Fabrics are not only for decoration and comfort; technical textiles are utilized in a vehicle’s safety systems, namely seat belts and airbags. Flat-woven airbag materials are typically silicone-coated to obtain the desired air permeability and must be laser-cut to shape before stitching the parts together. One-piece-woven (OPW) airbags also require trimming, for which a laser is the ideal tool. In both cases the non-contact nature of the process means that handling of the fabric is minimized and the silicone coating is therefore less likely to incur any damage, which may compromise the integrity of the airbag.
As the automotive industry evolves, car manufacturers are constantly using lasers in new ways. The industry is currently undergoing a radical change towards electric and hybrid vehicles, with the introduction of the so-called “e-mobility” concept – namely the replacement of traditional internal combustion engines with electric drivetrain technology. This requires manufacturers to adopt a host of new components and manufacturing processes.
Electric motors utilize copper “hairpins” – thick, rectangular copper wires that generate a magnetic field within the motor’s stator. The hairpins are coated with a dielectric enamel that must be partially removed so that the hairpins can be welded. This process is carried out most effectively with a laser. A galvanometer scanner is used to pass the beam over the required area, turning the hairpin mid-process in order to ablate all sides, while leaving the copper undamaged. Although multiple passes are usually needed to ensure that the metal surface is completely clean and free from residue, the laser process is cleaner and faster than the equivalent mechanical operation.

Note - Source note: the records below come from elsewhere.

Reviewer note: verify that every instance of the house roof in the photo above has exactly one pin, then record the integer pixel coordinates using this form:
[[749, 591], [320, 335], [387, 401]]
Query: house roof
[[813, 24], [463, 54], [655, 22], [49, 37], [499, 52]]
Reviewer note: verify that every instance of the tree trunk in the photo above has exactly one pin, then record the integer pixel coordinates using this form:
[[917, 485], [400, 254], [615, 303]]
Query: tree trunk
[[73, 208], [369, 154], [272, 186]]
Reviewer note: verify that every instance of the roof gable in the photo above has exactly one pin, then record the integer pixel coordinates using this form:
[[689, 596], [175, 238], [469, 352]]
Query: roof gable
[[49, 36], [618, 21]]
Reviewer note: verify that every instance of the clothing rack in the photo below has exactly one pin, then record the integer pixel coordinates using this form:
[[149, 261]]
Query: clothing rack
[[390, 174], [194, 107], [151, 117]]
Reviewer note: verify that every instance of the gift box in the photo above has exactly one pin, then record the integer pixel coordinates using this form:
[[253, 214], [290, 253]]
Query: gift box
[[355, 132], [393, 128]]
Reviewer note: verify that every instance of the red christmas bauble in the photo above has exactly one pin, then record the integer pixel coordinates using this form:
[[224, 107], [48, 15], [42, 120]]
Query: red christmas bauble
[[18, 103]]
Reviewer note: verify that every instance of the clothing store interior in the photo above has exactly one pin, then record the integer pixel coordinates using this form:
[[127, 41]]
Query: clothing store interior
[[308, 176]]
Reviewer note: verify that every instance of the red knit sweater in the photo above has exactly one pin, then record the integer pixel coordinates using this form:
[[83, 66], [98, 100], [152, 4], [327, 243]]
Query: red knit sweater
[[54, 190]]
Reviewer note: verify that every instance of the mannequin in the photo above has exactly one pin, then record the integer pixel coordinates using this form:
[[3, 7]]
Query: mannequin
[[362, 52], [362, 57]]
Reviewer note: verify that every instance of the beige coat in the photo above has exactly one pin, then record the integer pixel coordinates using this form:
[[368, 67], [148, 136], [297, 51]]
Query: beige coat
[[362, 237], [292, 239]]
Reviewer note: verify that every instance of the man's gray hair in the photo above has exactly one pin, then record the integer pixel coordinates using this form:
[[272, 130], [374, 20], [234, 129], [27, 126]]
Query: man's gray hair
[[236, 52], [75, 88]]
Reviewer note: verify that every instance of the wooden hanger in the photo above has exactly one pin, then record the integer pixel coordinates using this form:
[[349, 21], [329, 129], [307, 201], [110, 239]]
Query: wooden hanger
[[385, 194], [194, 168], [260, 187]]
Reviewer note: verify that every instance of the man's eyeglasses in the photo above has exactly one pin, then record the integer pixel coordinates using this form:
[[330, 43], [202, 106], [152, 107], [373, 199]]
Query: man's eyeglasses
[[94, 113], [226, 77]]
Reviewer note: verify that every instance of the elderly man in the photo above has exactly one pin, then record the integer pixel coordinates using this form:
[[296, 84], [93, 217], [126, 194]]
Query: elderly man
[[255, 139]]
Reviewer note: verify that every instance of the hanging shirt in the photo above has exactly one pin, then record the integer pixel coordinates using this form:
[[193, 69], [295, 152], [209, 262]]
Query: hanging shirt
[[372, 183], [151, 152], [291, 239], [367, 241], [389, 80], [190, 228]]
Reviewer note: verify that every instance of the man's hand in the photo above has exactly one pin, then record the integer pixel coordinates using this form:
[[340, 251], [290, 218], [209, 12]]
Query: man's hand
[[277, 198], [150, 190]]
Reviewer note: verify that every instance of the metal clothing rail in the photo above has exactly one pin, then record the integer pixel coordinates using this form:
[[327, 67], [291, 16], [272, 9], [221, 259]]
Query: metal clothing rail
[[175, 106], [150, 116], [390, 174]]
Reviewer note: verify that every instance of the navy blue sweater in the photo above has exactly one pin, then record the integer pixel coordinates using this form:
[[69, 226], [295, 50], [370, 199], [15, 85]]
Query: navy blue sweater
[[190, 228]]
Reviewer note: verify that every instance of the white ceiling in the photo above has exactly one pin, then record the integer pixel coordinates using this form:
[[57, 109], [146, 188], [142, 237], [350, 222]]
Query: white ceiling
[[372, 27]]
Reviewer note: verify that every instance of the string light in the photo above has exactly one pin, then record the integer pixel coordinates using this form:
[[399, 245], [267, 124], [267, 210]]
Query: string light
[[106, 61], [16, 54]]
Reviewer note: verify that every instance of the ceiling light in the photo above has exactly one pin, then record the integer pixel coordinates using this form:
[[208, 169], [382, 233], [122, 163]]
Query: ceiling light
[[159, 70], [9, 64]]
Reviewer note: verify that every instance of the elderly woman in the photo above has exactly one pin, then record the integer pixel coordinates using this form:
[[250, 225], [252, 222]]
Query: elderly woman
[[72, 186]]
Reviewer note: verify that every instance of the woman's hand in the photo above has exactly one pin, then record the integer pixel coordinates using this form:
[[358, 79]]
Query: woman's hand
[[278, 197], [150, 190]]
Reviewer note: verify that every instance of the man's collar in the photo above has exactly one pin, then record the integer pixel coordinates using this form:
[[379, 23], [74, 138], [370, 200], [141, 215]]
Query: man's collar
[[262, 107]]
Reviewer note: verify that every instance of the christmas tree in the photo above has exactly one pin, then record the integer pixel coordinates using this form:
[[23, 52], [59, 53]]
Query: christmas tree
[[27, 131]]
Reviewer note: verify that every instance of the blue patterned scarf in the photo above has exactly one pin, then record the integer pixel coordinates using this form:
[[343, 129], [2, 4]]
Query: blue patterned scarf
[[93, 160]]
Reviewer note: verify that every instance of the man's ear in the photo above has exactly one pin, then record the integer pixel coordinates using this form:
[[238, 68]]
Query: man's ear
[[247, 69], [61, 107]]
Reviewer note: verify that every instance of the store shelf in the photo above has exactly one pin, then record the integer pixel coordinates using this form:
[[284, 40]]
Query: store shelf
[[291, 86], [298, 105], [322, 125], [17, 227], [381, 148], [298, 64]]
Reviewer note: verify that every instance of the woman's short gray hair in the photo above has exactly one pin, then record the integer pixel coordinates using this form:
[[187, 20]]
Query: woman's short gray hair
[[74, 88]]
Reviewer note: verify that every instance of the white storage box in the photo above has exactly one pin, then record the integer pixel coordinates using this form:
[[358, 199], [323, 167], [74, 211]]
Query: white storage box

Luxinar’s offering in the automotive industry is not restricted to industrial laser sources; the MULTISCAN CO2 laser marking system may also be used in various ways. In the rubber seal around car doors or tailgate, there are small drainage holes, each a few millimeters in diameter. These are drilled in the hollow rubber extrusion on the fly, using the MULTISCAN to track the moving product.
Rubber for windscreen wiper blades may be processed in a similar way. The MULTISCAN may also be used for marking various automotive parts with information for identification, traceability or security; these include plastic components, wiper blades, and car windows. Laser marking compares favorably with the alternatives; it eliminates the high consumable costs which are inherent in inkjet printing technology, and also produces a more permanent, indelible mark in most cases. Hot stamping offers permanence and mark quality, but this comes at the expense of flexibility, each mark requiring its own die. Laser marking, on the other hand, is fast, versatile and adaptable; information and graphics to be marked can be changed very easily, with no tooling changes and no downtime.
The advantages of laser processing are numerous. As well as delivering consistently good quality and reliability, laser processing is highly flexible, and adaptable to the huge diversity of components, materials and processes used within the automotive industry. Lasers can cut, drill, mark, weld, scribe and ablate; in other words, laser technology is endlessly versatile, making it an essential part of an industry which is constantly driving forward.